On January 5, 2011, the FDA announced the recall of Triad Alcohol Prep Pads, Acohol Swabs, and Alcohol Swabsticks because they were contaminated with Bacillus cereus. These products are used to disinfect prior to an injection. The Houston hospital eventually connected the dots and determined that the alcohol products its staff used on the little boy were made by Triad. According to the FDA, "use of contaminated alcohol prep pads, alcohol swabs, and alcohol swabsticks could lead to life-threatening infections, especially in at-risk populations, including immune suppressed and surgical patients."

These products were distributed nationwide not only to hospitals, but also to retail pharmacies and are packaged in individual packets and sold in retail pharmacies in a box of 100 packets. The affected Alcohol Prep Pads, Alcohol Swabs and Alcohol Swabsticks can be identified by either "Triad Group," listed as the manufacturer, or the products are manufactured for a third party and use the names listed below in their packaging: Cardinal Health, PSS Select, VersaPro, Boca/ Ultilet, Moore Medical, Walgreens, CVS, Conzellin.

It is crucial that products labeled as "sterile" are indeed sterile. I learned this years ago on a series of cases involving a blood product used during open-heart surgery.

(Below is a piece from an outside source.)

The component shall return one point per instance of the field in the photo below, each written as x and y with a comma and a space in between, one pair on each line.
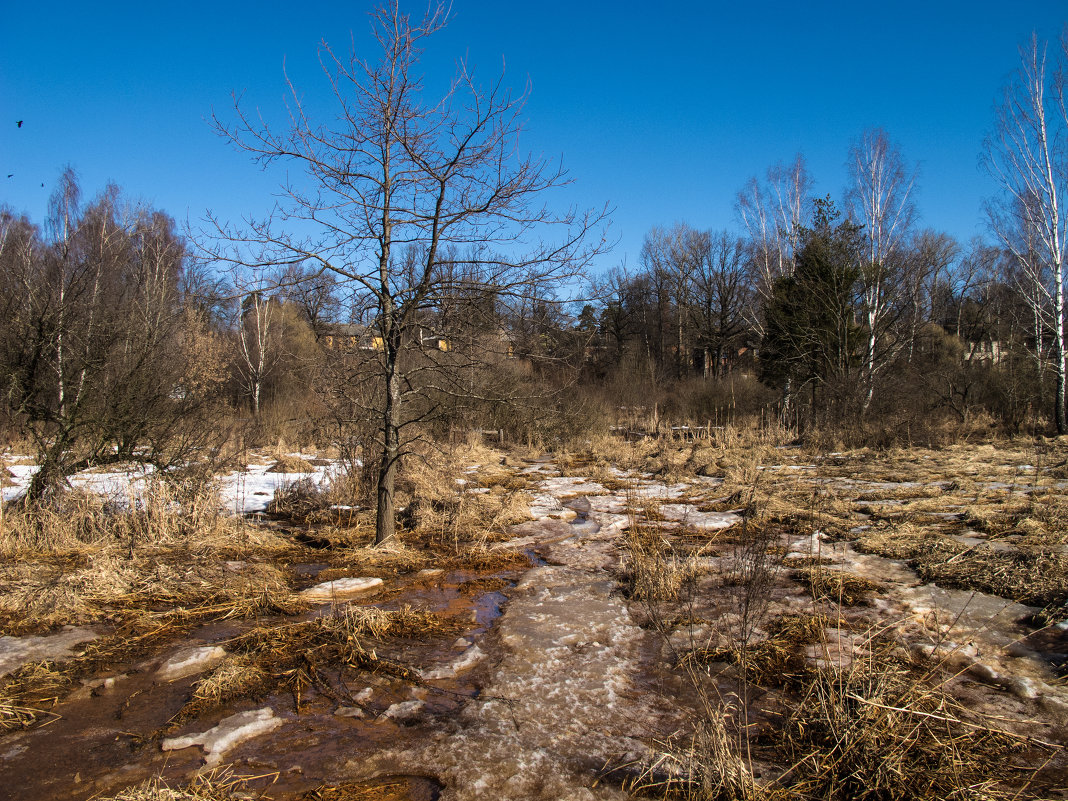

After a number of deaths and serious infections at one hospital following open-heart surgeries, investigators identified the cause. The compounding pharmacy that sold the allegedy sterile blood product was guilty of violating numberous sterility standards designed to prevent microbiological contamination. The blood products contained bad bugs similar to the bacteria that killed the Houston boy.

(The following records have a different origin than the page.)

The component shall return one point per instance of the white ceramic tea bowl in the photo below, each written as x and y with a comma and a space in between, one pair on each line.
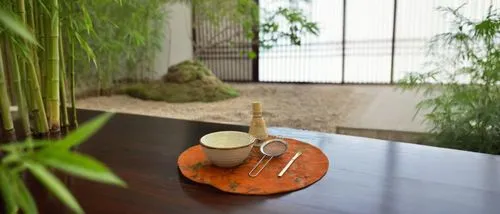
227, 148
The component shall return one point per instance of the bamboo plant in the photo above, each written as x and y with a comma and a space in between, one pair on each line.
35, 69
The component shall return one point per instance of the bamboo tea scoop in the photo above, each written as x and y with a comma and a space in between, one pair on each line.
289, 164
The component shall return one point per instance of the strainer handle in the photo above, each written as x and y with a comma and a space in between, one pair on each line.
258, 163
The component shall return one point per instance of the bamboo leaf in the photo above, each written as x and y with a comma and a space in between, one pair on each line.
23, 196
83, 132
7, 192
79, 165
14, 25
53, 184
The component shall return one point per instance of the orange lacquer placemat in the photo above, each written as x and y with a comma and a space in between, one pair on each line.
311, 166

This Triad problem is eerily similar in that Triad and the FDA knew about the bacterial contamination problem long before the little boy died. As early as July 2009, FDA inspectors reported that Triad had problems with contamination and sterilization. FDA regulators chided Triad in inspection reports, saying, “Procedures designed to prevent microbiological contamination of drug products purporting to be sterile are not followed,” but officials never followed up by sending the warning letters “typically used to force firms to comply” to standards. Additionally, ”inspectors reported that Triad failed to evaluate and investigate a complaint from a hospital about high rates of abnormal pap smear results tied to the sterile lubricating jelly.” FDA documents show that “Triad had received six similar complaints between July 2009 and May 2010,” and “more than 30 women reportedly developed vaginal irritation after a doctor used the jelly during exams, with some developing problems that had to be treated with medication for up to three weeks or more.”

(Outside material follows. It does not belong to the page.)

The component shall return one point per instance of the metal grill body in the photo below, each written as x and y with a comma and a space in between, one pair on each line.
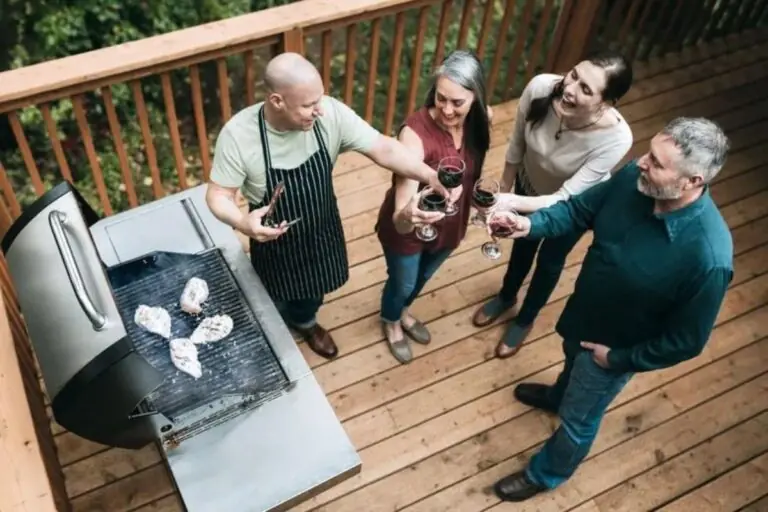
240, 372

Not only should the FDA have issued warning letters, it also had the power to seize the tainted product, demand that violations of sterility standards be cured, and issue an injunction closing down operations if Triad failed to comply. Why wasn’t this done? The FDA is grossly understaffed. It’s not an excuse, but do not believe any politician who tells you we need to defund or reduce the size of the FDA. It already struggles to keep safe our food, drug, and medical device supply. And, don’t believe any politician who tells you we can simply rely on private manufactureres to police themselves. Triad is bold proof that this will never happen.

According to the FDA, other products about which Triad cannot ensure quality or sterility include hemorrhoid creams, infant and adult glycerin suppositories, and sterile lubricating jelly. Another 100 reports of problems with alcohol prep pads have been logged with the FDA since the recall and dozens of patients have come forward alleging serious injuries and another death. One Tennessee man claims Triad alcohol wipes exposed him to Bacillus cereus which got into his blood stream, infected his heart, and caused him to require open-heart surgery.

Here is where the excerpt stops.